CHARLOTTE, N.C. — Affordable options for transportation are so hard to find, and that has prompted one man to look for help.
Ash Brittenham largely gets around by car.
"My whole life I've had Duchenne muscular dystrophy, which means over time I get weaker," Brittenham said.
It also means he uses a power wheelchair customized to his needs.
Airlines don't provide a spot for power wheelchairs to be rolled onboard and locked down, so Brittenham has to do his long summer trips by car.
"I just need something with adequate space that I can get into with a lot less effort," Brittenham said.
He's in the market for a new-to-him van that has space for his 550-pound power wheelchair and the ventilator attached to the back. Brittenham says he can't safely buckle up in his 2005 modified Honda Element since getting new, bulkier features on his chair about six months ago.
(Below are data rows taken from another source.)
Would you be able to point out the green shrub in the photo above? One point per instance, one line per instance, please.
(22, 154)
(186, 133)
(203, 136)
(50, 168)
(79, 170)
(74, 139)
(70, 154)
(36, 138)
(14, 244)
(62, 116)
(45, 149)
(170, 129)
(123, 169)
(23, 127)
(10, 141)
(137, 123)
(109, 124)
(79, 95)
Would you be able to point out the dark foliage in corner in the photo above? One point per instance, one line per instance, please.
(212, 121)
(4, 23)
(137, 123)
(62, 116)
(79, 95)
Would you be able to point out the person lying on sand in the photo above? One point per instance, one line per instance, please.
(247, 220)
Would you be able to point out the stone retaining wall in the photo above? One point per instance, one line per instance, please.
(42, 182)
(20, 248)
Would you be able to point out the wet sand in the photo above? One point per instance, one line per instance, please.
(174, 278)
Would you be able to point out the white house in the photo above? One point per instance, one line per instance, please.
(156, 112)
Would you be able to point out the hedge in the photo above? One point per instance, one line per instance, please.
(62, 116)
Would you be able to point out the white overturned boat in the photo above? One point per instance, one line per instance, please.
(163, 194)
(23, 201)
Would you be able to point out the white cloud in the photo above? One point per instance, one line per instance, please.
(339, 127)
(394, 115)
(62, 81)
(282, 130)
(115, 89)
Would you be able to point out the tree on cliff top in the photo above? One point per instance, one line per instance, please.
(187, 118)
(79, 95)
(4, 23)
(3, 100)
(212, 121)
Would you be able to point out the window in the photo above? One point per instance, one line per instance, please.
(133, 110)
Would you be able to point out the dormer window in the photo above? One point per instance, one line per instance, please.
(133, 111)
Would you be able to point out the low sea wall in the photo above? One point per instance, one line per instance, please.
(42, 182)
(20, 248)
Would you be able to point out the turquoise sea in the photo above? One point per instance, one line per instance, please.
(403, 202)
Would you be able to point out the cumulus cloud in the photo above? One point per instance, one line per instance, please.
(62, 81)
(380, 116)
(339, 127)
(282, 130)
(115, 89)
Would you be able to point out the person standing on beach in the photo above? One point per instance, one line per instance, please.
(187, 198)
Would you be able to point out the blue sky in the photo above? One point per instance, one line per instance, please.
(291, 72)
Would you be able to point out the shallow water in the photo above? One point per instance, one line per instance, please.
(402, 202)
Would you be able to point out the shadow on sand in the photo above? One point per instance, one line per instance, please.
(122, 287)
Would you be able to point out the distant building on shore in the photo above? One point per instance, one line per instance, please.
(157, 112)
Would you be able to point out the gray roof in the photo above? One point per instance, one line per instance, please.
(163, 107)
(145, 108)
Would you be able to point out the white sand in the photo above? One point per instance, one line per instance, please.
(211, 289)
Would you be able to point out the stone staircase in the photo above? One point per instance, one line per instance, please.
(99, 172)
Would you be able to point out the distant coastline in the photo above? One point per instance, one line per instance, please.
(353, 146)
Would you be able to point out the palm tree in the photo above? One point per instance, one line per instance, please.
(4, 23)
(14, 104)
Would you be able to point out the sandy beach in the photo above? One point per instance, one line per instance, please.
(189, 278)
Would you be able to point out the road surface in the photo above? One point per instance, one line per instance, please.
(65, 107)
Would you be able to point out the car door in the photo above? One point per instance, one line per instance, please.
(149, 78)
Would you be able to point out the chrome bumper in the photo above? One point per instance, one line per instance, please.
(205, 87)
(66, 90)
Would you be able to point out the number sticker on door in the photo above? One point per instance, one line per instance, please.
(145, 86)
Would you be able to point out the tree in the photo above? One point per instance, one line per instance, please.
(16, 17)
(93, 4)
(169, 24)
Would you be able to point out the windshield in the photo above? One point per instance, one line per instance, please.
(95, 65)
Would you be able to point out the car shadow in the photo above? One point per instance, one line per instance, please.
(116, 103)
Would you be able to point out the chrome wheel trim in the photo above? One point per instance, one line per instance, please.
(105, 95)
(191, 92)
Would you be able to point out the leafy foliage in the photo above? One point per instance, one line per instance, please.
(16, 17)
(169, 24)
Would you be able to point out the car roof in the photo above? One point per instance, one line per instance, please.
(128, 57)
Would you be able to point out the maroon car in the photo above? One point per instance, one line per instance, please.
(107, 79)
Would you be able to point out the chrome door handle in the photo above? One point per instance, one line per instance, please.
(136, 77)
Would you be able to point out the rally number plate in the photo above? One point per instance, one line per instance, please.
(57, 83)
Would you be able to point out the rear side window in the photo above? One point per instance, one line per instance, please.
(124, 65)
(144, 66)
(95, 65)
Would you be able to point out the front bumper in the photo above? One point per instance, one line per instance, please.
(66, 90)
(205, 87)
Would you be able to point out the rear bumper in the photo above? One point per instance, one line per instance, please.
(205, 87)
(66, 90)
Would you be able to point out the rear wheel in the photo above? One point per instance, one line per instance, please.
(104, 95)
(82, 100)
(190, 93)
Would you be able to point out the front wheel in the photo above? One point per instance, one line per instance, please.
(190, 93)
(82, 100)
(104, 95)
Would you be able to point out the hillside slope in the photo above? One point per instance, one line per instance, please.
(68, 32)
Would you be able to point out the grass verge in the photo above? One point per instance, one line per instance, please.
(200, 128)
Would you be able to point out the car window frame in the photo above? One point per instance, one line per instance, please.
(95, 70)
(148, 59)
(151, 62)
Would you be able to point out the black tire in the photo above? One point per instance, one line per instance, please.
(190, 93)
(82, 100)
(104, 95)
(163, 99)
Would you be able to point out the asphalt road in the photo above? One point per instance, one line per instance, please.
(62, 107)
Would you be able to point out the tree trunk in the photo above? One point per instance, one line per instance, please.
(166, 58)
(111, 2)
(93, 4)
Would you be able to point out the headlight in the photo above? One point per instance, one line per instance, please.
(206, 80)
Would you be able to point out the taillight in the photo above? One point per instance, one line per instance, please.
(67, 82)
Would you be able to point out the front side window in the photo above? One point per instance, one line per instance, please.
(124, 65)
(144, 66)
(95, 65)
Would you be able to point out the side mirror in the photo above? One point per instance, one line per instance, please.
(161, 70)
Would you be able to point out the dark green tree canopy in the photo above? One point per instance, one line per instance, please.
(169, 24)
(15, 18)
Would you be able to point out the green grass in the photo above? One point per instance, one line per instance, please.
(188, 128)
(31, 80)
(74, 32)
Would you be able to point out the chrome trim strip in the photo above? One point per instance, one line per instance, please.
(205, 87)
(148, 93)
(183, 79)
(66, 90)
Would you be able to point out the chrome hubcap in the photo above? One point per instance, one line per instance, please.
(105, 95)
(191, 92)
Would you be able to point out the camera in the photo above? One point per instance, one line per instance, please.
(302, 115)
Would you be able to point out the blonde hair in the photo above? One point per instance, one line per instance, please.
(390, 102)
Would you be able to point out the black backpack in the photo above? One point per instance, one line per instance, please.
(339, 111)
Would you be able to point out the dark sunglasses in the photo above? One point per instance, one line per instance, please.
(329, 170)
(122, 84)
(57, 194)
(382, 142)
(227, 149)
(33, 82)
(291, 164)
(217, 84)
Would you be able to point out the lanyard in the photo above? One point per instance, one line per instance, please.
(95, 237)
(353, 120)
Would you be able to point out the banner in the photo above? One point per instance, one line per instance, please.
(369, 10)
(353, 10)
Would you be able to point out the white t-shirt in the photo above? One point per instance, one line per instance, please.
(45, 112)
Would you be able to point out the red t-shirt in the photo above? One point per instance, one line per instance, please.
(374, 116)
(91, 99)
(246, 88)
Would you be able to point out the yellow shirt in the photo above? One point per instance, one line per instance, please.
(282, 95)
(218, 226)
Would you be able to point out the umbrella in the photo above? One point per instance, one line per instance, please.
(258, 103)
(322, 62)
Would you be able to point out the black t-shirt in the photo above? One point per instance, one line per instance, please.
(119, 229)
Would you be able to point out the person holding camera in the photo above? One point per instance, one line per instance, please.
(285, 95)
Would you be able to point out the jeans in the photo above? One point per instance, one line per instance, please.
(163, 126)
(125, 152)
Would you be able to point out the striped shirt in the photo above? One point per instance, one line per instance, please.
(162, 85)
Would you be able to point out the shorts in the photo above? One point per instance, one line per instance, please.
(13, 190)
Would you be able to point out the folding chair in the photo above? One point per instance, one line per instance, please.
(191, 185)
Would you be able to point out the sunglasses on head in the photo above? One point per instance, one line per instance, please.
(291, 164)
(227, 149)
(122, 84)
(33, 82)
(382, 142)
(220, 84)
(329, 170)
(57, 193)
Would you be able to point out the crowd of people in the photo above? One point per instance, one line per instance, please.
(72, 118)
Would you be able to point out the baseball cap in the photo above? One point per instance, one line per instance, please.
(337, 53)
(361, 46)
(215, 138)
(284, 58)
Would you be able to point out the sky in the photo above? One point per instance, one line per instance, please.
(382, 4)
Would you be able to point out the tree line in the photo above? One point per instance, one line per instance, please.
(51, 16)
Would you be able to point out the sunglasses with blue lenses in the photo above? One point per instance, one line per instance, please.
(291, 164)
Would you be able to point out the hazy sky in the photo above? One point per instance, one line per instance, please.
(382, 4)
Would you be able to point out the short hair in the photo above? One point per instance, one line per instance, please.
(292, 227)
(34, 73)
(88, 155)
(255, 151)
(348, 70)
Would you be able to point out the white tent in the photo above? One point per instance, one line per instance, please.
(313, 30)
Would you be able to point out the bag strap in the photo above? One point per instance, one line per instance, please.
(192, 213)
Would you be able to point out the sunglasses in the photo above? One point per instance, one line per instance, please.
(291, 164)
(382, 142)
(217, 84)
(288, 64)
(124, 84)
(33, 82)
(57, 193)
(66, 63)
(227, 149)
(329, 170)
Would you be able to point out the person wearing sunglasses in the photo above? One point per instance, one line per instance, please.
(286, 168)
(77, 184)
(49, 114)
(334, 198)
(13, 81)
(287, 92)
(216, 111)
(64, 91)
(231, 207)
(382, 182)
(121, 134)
"It's not particularly easy anymore," Brittenham said. "I have to be able to turn around, and I have to make sure I don't catch the ventilator on the seat next to me."
Brittenham lives alone, but when he has to get around, his mom, Kim Brittenham, drives. She says the kind of van they need could cost around $60,000.
"Just crazy expensive," Kim Brittenham said. "And, now that used minivans are at a premium because the used car market is flooded — to have a modified, you know, late-model minivan is so hard to come by."
Ash Brittenham started a fundraiser hoping to raise half the money from crowdfunding.
His need for a safe, trustworthy vehicle for long roadtrips is something he has in common with other people reliant on a power wheelchair.
AllWheelsUp, a nonprofit Brittenham advocates for, has been crash-testing wheelchair tie-downs and wheelchairs on commercial flights since 2011.
Founder Michele Erwin says because of their research, the Transportation Research Board did a feasibility study in 2018 to see if airlines could accommodate people in their own wheelchairs.
Erwin says the nonprofit works with the Department of Transportation, the Federal Aviation Administration and other airline stakeholders to get power wheelchairs on board one day.
"How do we get from where we are today to certification and implementation because this doesn’t exist, and there are a lot of new industries having to work together," Erwin said.
She says this change will require wheelchair manufacturers, tie-down manufactures and the airline industry to collaborate.
“The FAA and Department of Transportation are discussing ways to improve aviation safety and accessibility for all travelers," the FAA said when asked about accommodations for power wheelchairs on commercial flights.